Santa Severina Santa Severina KR

La Storia

Le origini di Santa Severina sono documentate nel V secolo a.C. da Ecateo di Mileto, che la menziona tra le città dell’Enotria col nome di Siberene.

La città conobbe le dominazioni Bizantina, Araba, Normanna, Sveva, Angioina e Aragonese. Nel 1496 venne infeudata ed elevata a sede di contea, quindi assegnata ad Andrea Carafa a cui seguirono i suoi discendenti.

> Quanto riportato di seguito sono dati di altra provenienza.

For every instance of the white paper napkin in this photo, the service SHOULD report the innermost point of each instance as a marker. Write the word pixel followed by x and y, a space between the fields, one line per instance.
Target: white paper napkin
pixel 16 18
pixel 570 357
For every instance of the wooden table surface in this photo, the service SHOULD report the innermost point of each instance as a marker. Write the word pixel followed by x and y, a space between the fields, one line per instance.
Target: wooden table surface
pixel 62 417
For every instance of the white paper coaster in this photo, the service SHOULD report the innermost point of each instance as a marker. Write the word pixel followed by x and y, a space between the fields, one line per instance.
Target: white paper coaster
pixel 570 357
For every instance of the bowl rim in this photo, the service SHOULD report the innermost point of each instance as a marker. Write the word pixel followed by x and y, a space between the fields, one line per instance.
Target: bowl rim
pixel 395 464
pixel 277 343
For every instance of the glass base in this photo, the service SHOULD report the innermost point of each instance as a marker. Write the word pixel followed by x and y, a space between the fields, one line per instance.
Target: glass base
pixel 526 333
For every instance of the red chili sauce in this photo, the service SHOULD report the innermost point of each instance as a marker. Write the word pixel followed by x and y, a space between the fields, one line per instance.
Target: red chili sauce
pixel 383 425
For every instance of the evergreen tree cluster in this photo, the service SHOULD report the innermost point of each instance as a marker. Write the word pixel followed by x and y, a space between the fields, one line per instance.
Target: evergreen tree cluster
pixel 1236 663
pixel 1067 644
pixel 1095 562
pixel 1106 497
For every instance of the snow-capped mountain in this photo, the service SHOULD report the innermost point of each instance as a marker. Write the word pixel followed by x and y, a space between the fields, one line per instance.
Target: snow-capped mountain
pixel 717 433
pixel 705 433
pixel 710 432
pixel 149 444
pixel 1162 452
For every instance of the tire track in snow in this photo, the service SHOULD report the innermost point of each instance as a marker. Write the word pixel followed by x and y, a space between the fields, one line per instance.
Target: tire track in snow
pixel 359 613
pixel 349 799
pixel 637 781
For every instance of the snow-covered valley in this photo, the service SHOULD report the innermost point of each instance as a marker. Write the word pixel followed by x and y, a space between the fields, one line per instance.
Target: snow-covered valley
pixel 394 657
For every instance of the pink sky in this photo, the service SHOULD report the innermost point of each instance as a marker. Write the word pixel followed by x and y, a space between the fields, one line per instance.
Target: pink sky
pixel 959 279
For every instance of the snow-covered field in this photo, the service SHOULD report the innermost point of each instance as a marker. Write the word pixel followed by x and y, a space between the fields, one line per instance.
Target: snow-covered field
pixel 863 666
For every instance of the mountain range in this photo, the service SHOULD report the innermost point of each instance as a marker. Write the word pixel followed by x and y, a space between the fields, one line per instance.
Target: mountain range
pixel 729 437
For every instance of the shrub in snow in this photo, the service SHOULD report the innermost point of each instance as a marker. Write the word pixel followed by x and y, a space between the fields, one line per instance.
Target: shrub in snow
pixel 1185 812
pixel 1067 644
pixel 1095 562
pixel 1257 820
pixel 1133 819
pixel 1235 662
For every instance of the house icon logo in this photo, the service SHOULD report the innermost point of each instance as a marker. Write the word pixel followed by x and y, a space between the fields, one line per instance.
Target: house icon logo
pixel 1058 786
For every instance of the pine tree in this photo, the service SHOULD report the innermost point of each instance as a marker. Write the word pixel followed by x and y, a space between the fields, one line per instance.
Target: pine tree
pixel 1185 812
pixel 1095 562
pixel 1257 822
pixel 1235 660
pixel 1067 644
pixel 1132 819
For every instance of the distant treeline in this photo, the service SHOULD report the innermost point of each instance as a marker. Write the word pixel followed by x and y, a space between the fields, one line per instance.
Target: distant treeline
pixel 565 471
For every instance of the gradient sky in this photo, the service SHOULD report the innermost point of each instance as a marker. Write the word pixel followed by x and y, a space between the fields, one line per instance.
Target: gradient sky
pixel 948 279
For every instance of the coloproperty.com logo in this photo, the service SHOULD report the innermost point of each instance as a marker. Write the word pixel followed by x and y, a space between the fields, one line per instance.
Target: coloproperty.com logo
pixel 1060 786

La Signoria passò poi ai Ruffo, agli Sculco e ai Greuther che la detennero fino all’eversione della feudalità, nel 1806. Da allora la città seguì le sorti del Regno di Napoli.

 

Il Castello Carafa

Centro propulsore della vita del paese è il Castello con i suoi 10.000 mq, in cui la storia è raccontata da ogni singola pietra.

All’interno del Castello sono ospitati il Centro documentazione e studi castelli e fortificazioni della Calabria, la Mostra delle armi e delle armature, i Musei Archeologici del Castello e del Territorio, la Mostra degli abiti d’epoca e il Museo d’Arte contemporanea di Santa Severina (MACSS) che espone opere di grandissimi artisti, da Mimmo Rotella a Ennio Calabria, da Mark Aspinall a tanti altri importanti maestri contemporanei.

Il Castello domina su Piazza Campo che fu pavimentata negli anni Ottanta con l’impiego di travertino e porfido abilmente collocati in modo da formare una grande ellisse con al centro la rosa dei venti ed intorno le rappresentazioni di pianeti, simboli alchemici, cicli dell’oro, dei metalli, del tempo e delle stagioni.

 

 

 

 

La Cattedrale, il Battistero, il Museo Diocesano

Su Piazza Campo, quasi in uno scontro tra il potere temporale e quello spirituale, si affaccia maestosa la Cattedrale, dedicata a Santa Anastasia, patrona del paese, ed edificata alla fine del XIII secolo dall’Arcivescovo Ruggiero di Stefanunzia.

Fu modificata ed abbellita nei secoli successivi dagli arcivescovi che si susseguirono, principalmente dal Berlingieri ai primi del Settecento. Oggi, dell’impianto originario resta solo il portale principale, opera di scalpellini meridionali.

Accanto alla Cattedrale è il Palazzo Arcivescovile in cui vi è il Museo Diocesano di arte sacra, scrigno di autentiche magnificenze, tra oggetti e documenti, che tramanda la storia della metropolia bizantina istituita alla fine del IX secolo.

Lo stesso palazzo ospita anche l’Archivio e la Biblioteca diocesani, importanti contenitori di storia e cultura, con le oltre 250 pergamene e i 2000 volumi, tra incunaboli, cinquecentine e seicentine.

Ed è ancora sulla stessa piazza, dietro il campanile, che regna sublime l’opera architettonica più preziosa del borgo, il Battistero, un vero gioiello dell’arte bizantina, sec. VII-IX, il più antico monumento ecclesiastico aperto al culto in Calabria.

Esso rappresenta gli albori di una storia illustre che attraverso piccoli e grandi eventi, nella lunga durata, è giunta fine a noi, prosecutori fieri e consapevoli di un’eredità straordinaria.

Ma la bellezza di Santa Severina non si esaurisce nei monumenti che si affacciano sulla piazza.

È l’intero Borgo, curato e armonioso, costellato da tanti altri edifici storici, chiese e palazzi, che imprime nella memoria del visitatore un piacevole ricordo, che lo persuade a tornarci con amici e parenti in tutti i periodi dell’anno, soprattutto nelle serate estive in cui Piazza Campo fa da sfondo a spettacoli e feste.